Superconductivity in a photochemically transformed carbonaceous sulfur hydride system, starting from elemental precursors, with a maximum superconducting transition temperature of 287.7 ± 1.2 kelvin (about 15 degrees Celsius) achieved at 267 ± 10 gigapascals. The superconducting state is observed over a broad pressure range in the diamond anvil cell, from 140 to 275 gigapascals, with a sharp upturn in transition temperature above 220 gigapascals. Superconductivity is established by the observation of zero resistance, a magnetic susceptibility of up to 190 gigapascals, and reduction of the transition temperature under an external magnetic field of up to 9 tesla, with an upper critical magnetic field of about 62 tesla according to the Ginzburg–Landau model at zero temperature.

There is a lot of debate by scientists if this is truly a room temperature superconductor. The need for a diamond anvil makes it impractical for commercial applications. However, if the configuration under extreme pressures could be recreated without the high pressures then this could lead to the development of commercially useful room temperature superconductors.

All of the raw data was provided by the scientists to defend their work.

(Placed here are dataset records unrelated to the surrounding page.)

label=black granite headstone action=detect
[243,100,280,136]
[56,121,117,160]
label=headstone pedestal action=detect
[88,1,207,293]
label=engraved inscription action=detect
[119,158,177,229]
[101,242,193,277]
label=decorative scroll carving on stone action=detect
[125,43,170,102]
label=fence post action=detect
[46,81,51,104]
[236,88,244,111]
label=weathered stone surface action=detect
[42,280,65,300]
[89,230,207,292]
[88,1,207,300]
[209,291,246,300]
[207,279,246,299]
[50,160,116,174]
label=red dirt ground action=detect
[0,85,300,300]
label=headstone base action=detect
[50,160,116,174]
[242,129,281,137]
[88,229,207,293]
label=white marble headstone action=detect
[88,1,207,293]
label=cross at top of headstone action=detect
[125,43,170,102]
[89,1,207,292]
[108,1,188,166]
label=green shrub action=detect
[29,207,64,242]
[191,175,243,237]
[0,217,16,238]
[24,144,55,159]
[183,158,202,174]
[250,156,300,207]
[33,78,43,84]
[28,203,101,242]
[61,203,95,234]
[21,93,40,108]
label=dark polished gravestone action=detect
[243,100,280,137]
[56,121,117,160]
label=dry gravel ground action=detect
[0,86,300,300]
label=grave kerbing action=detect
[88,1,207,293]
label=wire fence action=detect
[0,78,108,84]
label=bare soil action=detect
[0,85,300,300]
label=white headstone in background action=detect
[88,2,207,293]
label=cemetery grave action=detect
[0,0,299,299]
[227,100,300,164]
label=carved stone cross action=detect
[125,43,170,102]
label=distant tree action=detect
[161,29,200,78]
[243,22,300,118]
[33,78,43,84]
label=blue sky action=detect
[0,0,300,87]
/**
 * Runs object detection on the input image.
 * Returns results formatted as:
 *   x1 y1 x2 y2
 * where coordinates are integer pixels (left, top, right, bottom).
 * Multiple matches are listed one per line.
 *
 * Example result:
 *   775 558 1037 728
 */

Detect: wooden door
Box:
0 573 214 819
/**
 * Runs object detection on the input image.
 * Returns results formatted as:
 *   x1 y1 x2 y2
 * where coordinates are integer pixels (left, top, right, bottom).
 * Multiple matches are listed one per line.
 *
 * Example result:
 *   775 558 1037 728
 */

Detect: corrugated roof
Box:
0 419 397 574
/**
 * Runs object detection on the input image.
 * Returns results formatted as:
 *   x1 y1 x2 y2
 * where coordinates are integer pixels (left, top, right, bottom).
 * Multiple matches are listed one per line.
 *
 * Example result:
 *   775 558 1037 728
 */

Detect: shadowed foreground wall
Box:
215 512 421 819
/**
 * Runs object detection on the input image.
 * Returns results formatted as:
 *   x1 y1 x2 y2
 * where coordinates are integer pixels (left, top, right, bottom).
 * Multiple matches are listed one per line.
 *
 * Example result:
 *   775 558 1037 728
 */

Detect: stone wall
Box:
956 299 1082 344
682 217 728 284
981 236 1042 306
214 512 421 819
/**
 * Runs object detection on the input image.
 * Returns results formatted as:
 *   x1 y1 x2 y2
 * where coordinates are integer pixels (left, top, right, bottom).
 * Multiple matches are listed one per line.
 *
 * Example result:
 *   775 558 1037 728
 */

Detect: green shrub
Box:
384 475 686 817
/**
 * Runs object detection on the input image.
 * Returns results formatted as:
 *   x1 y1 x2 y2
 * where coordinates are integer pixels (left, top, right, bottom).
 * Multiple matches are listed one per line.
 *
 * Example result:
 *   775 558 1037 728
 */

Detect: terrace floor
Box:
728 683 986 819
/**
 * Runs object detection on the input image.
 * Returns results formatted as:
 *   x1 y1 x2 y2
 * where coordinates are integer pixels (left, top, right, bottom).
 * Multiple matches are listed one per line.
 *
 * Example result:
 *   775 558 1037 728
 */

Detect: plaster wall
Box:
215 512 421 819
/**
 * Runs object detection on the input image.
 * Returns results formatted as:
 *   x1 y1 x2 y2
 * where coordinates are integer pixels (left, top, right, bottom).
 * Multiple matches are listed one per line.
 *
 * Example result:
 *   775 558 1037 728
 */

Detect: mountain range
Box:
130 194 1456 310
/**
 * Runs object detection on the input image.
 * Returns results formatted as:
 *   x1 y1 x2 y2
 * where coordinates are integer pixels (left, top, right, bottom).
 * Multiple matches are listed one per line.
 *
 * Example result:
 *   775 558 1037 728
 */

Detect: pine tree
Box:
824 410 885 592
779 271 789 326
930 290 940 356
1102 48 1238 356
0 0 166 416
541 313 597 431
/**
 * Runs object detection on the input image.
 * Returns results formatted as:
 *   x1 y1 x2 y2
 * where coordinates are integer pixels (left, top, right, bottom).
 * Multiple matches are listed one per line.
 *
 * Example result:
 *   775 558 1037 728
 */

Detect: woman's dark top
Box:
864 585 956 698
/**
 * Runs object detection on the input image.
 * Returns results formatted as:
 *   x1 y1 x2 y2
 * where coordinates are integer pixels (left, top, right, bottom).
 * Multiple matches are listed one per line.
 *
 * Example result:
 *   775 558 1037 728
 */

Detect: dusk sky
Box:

The recently discovered room temperature superconductor has been made in independent laboratories and by several students (graduate and undergraduate) and scientists. The original scientist describe the recipe for making this room temperature superconductor, in hopes that many groups around the world begin to explore the nature of this hot superconductor. They show that the transition width and susceptibility drop of such high pressure superconducting samples are extensive properties of the material that depend on many factors, including sample size, which is challenging to accurately determine at megabars of pressure. Given the interest and the potential implications of the results. There have been attempts to analyze plots reproduced as well as unpublished data shared in confidence. Researchers should exercise caution when using such graphical data extraction programs for anything more than qualitative comparisons, particularly when the image is not a vector image. To avoid incorrect conclusions from such figure analysis, they provide the step by step analysis of the susceptibility data and offer the raw data with the measurement precision.

High-temperature conventional superconductivity in hydrogen-rich materials has been reported in several systems under high pressure. An important discovery leading to room-temperature superconductivity is the pressure-driven disproportionation of hydrogen sulfide (H2S) to H3S, with a confirmed transition temperature of 203 kelvin at 155 gigapascals. Both H2S and CH4 readily mix with hydrogen to form guest–host structures at lower pressures, and are of comparable size at 4 gigapascals.